Embora as obras fossem extremamente artesanais na feitura, seu êxito deu à Boca do Lixo um caráter quase industrial – em 1981, por exemplo, a região foi responsável por 55 dos 80 longas realizados no Brasil. Isso englobava uma imprensa correlata, como a revista Cinema em Close-Up, entre outros, e um star system próprio, que mobilizava o público. Atores como David Cardoso, Tony Vieira, Nuno Leal Maia, Ewerton de Castro, Antonio Fagundes, Sergio Hingst, Roberto Miranda, Mário Benvenutti, protagonizaram dezenas de películas. No entanto, foram as atrizes as principais responsáveis pelo sucesso do cinema da Boca: Helena Ramos, Matilde Mastrangi, Aldine Muller, Nicole Puzzi, Zilda Mayo, Patrícia Scalvi, Neide Ribeiro, Claudete Joubert, Vanessa Alves, Misaki Tanaka, Adele Fátima, Meyre Vieira, Sandra Graffi, Kate Hansen, Débora Muniz, e muitas outras.

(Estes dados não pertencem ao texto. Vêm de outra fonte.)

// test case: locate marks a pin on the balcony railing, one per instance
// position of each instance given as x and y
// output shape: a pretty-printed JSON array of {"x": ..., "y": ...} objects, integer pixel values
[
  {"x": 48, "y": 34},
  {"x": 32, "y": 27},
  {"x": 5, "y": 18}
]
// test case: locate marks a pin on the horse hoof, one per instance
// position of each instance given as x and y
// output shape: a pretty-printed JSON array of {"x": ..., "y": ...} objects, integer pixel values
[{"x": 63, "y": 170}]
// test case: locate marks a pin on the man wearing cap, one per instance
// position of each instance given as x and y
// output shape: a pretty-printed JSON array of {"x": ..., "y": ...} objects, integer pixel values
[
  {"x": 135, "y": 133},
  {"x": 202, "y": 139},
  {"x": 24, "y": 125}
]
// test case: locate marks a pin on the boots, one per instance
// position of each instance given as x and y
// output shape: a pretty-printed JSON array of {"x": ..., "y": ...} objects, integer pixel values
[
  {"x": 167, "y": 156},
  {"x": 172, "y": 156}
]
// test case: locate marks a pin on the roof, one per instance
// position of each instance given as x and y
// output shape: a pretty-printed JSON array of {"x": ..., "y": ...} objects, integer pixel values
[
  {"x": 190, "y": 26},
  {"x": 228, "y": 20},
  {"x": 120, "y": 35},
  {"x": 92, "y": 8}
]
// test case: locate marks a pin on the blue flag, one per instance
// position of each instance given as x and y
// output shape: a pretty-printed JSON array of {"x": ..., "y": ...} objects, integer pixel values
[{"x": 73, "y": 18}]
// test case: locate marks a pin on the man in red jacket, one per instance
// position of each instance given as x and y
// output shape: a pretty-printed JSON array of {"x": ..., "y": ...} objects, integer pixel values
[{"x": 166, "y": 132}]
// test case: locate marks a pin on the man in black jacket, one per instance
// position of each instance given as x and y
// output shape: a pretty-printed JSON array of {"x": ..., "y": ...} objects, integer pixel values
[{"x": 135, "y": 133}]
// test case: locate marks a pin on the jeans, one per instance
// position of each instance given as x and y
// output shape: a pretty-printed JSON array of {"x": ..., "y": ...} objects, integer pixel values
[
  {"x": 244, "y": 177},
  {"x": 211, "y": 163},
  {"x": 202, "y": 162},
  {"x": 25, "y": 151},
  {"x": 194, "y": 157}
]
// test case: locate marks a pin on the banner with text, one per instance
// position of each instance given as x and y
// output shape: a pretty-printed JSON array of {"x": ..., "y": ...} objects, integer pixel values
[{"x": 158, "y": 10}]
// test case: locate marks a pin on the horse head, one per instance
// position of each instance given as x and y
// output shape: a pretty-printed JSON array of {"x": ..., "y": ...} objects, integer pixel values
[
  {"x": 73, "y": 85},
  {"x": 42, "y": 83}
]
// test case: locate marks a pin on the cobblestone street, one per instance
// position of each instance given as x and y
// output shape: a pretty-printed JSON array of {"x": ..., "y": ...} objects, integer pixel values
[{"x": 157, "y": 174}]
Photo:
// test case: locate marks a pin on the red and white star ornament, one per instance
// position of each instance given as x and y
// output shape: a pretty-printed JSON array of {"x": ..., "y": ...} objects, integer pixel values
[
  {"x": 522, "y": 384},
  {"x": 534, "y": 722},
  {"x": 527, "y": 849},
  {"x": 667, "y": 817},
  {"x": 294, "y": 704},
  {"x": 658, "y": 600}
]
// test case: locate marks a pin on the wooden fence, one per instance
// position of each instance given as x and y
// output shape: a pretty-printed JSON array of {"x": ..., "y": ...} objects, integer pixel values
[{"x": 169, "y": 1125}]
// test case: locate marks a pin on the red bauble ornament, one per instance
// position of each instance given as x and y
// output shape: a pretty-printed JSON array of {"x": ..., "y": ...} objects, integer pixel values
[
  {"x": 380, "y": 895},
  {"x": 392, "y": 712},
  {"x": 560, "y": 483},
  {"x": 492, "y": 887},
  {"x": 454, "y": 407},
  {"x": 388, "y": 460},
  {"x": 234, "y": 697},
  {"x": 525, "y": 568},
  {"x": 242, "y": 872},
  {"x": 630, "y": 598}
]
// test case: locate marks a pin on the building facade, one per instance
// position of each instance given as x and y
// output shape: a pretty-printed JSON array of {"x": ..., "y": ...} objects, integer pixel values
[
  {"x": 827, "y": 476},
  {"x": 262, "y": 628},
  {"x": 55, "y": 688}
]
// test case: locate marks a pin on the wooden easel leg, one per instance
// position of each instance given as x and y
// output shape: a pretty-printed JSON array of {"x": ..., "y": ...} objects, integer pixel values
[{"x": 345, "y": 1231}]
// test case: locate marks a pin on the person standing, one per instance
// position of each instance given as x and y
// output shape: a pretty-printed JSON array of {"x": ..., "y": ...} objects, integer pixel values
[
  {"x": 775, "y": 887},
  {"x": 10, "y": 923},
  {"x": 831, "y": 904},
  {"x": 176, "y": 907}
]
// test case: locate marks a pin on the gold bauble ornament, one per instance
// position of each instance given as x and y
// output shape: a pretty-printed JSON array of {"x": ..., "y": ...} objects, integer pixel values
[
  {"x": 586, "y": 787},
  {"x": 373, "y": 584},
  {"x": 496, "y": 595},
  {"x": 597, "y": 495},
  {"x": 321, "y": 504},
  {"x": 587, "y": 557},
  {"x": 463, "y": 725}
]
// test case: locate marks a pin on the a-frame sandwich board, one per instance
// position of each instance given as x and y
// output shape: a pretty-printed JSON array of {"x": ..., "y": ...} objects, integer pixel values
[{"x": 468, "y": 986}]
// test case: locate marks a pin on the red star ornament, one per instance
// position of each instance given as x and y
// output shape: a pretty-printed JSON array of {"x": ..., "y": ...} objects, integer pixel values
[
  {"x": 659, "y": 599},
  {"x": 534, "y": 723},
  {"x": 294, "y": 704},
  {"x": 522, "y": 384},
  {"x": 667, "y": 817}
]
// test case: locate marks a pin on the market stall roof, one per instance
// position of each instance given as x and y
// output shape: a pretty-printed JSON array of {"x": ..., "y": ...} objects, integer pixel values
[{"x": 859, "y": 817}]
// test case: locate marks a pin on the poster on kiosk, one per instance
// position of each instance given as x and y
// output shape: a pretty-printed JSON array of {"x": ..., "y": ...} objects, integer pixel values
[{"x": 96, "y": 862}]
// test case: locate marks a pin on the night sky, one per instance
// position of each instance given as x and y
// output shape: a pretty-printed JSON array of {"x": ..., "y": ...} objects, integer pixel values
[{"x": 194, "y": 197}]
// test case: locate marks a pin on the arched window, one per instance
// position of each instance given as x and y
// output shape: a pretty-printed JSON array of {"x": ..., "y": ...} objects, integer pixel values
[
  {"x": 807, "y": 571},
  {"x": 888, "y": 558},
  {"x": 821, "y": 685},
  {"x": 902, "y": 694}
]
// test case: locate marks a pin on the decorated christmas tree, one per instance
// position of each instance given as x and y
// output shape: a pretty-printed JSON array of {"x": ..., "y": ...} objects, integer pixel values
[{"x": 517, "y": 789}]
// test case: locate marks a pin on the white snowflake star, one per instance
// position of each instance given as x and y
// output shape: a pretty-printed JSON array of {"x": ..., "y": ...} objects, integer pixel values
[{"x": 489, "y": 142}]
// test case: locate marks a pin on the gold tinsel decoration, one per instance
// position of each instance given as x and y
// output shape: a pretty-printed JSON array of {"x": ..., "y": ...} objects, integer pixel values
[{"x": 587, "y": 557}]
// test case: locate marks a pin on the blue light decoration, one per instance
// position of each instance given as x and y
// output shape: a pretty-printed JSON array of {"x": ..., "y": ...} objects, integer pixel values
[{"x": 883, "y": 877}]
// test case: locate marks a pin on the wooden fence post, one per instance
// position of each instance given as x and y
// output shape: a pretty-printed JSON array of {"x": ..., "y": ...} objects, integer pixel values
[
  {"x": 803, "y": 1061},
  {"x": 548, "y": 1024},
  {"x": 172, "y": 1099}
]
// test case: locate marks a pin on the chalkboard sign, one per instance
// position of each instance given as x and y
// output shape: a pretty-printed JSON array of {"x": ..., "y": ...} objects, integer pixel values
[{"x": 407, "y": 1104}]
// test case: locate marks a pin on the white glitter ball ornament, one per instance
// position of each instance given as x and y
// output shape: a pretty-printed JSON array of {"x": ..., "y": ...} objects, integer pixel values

A partir de 1982, com as bilheterias polpudas do japonês Império dos sentidos (Ai no korīda, 1976), de Nagisa Ōshima, e do brasileiro Coisas eróticas (1982), de Raffaelle Rossi e Laente Calicchio, o mercado exibidor passou a exigir cada vez mais filmes com cenas de sexo explícito. Muitos diretores e técnicos migraram para o formato, mas o modelo se tornou insustentável frente à concorrência com as obras estrangeiras de baixíssimo custo, que, junto a fatores outros como a inflação galopante, o home video, o fechamento dos cinemas de ruas etc., encerrou esse rico período do cinema paulista. Hoje nos resta esse legado, um tanto obscuro e desconhecido, mas muito impressionante e plural, capaz de congregar cineastas tão diversos como Ozualdo Candeias e Jean Garrett. 35 anos de cinema paulista a serem (re)descobertos.
Gabriel Carneiro é jornalista, escritor, crítico e pesquisador de cinema. Doutorando e Mestre em Multimeios pela Unicamp, com pesquisas sobre aspectos da história do cinema paulista. Sócio fundador da Abraccine (Associação Brasileira de Críticos de Cinema). Escreveu, entre outros, para a Revista de CINEMA e para os sites Cinequanon e Revista Zingu!, do qual foi editor-chefe. Tem textos publicados em livros, coletâneas e catálogos diversos. Coorganizou os livros Animação brasileira (2018, 2025), Curta brasileiro (2019) e Cinema fantástico brasileiro (2024), pertencentes à coleção 100 Filmes Essenciais (Abraccine/Letramento). Dirigiu e escreveu os curtas Aquela rua tão Triumpho (2016) e Esboçando Miziara (2020), entre outros. Estreou no romance com Olhando para as estrelas só vejo o passado (Patuá, 2023).